Patrick B. Kraemer/Efe
Patrick B. Kraemer/Efe

Felipe Lima e João Gomes celebram dobradinha no Mundial: 'Fizemos história'

Nadadores comemoram feito histórico na Coreia do Sul, ao ganharem medalhas de prata e bronze

Redação, Estadão Conteúdo

24 de julho de 2019 | 12h24

Os nadadores brasileiros Felipe Lima e João Gomes Junior celebraram nesta quarta-feira um feito histórico na piscina de Gwangju, na Coreia do Sul. Eles protagonizaram a primeira dobradinha do Brasil no pódio de um Mundial de Esportes Aquáticos. Lima faturou a prata e Gomes levou o bronze na prova dos 50 metros peito. O País também já havia brilhado com duas medalhas de Ana Marcela Cunha na maratona aquática e com o bronze do veterano Nicholas Santos

"Isso é muito gratificante, o Brasil merece isso: as pessoas que estão assistindo, que acreditaram na gente, torceram por nós, nossas famílias e amigos, companheiros de equipe. Tudo isso é muito gratificante, tivemos uma rotina muito árdua para chegar aqui. Tivemos eliminatórias, semifinais, final. Estou muito feliz com o resultado, ainda mais com o meu parceiro de treino", comemorou Lima, em entrevista ao canal Sportv.

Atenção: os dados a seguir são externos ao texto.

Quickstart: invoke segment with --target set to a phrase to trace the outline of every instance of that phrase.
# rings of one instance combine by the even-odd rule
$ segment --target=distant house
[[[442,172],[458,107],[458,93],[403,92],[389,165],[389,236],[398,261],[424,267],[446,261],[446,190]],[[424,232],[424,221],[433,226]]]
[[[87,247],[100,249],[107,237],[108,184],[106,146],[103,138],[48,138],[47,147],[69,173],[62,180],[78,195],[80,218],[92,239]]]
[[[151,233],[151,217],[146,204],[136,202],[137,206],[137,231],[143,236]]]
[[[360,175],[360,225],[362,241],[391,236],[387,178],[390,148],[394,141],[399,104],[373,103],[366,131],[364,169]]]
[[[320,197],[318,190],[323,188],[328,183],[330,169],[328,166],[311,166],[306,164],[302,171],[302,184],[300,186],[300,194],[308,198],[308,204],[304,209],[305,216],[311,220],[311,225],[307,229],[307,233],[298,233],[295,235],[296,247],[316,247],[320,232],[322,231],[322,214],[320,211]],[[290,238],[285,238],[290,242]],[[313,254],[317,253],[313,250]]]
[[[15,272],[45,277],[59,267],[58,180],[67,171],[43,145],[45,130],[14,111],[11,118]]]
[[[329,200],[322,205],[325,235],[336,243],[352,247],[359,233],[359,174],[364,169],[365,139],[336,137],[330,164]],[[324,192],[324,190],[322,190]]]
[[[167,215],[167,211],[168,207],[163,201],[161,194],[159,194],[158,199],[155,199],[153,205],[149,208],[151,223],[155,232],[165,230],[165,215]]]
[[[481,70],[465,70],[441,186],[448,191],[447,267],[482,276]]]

A dobradinha confirmou os bons resultados que o Brasil vêm obtendo em Mundiais tanto de piscina longa (50 metros), como este que acontece na Coreia do Sul, quanto nos de piscina curta (25m). Em Budapeste, há dois anos, João Gomes, de 33 anos, faturou a prata nesta mesma prova. Lima, de 34, foi bronze nos 100m peito no Mundial de Barcelona, em 2013.

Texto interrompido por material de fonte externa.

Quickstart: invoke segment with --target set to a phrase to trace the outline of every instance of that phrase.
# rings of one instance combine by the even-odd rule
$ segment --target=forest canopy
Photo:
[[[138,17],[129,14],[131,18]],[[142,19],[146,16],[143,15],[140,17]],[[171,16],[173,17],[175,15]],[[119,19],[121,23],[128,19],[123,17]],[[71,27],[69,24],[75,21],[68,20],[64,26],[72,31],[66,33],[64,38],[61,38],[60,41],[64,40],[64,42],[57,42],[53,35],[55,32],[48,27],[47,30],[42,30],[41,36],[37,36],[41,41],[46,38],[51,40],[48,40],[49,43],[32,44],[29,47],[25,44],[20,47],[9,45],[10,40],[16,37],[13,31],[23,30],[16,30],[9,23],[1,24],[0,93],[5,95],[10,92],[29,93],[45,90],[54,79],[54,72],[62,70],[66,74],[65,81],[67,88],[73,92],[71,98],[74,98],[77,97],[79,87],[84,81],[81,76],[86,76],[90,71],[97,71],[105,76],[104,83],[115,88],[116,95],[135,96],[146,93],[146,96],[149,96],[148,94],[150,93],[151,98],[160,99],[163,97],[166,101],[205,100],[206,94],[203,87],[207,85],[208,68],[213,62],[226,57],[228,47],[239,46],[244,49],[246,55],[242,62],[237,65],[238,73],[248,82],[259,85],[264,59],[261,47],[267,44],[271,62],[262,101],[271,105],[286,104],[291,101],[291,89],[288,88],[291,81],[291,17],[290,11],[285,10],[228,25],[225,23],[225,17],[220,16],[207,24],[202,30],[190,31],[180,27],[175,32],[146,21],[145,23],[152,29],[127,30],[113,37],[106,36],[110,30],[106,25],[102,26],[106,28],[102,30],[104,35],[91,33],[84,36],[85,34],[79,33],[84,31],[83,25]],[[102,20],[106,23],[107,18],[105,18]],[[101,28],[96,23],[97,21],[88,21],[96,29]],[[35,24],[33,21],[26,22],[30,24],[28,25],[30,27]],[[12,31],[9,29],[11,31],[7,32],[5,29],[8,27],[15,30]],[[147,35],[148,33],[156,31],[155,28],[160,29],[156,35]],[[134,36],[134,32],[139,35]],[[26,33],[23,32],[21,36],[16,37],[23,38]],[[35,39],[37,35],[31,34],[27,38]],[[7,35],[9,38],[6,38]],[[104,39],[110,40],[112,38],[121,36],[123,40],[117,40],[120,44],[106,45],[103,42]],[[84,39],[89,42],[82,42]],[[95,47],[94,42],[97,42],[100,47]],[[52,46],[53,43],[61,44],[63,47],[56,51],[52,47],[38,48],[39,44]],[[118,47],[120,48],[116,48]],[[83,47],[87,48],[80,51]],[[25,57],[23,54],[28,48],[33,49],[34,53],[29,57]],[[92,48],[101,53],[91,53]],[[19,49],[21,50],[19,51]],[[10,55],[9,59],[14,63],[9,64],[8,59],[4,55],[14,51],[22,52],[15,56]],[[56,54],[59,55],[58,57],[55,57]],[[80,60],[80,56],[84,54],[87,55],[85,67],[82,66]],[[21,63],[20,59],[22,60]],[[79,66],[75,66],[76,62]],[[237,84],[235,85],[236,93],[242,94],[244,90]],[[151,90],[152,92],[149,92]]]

"O João foi prata em Budapeste. Neste ano eu vim para incomodar um pouquinho ele, um incômodo bom. Isso só traz mais gás para os treinos, pensando agora nos Jogos Pan-Americanos", declarou Lima, que treina com João Gomes no Clube Pinheiros.

O medalhista de bronze destacou o feito obtido pela dupla em Mundiais. "Fizemos história. Até tínhamos chances reais de levar o primeiro lugar, vínhamos treinando bastante para isso. Estou feliz para caramba, graças a Deus deu tudo certo. Vamos focar agora no Pan para tentar sair de lá com uma dobradinha de novo", declarou.

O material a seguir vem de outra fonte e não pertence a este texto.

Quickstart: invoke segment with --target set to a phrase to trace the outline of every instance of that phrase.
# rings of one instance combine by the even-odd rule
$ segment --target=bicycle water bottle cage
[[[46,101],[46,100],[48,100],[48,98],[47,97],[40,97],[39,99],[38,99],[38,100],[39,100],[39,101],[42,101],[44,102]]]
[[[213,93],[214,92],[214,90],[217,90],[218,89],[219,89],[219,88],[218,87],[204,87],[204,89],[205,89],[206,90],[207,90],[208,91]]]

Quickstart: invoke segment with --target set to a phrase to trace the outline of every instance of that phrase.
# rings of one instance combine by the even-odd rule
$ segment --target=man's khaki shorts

João Gomes também reservou elogios para o amigo e companheiro de treino. "O Felipe é um cara que, quando eu comecei, eu me espelhava nele. Tínhamos quase a mesma idade. Sempre via ele nadando e queria chegar onde ele estava. Graças a Deus, cheguei [neste pódio] e junto com ele. Ele merece, vem batalhando há muito tempo neste cenário."

Com o resultado obtido nesta quarta, o Brasil chegou a três medalhas na natação neste Mundial, sendo cinco no total. Antes, Nicholas Santos conquistara o bronze nos 50 metros borboleta. Na maratona aquática, em águas abertas, Ana Marcela Cunha faturou dois ouros, nas distâncias de 5km e 25km.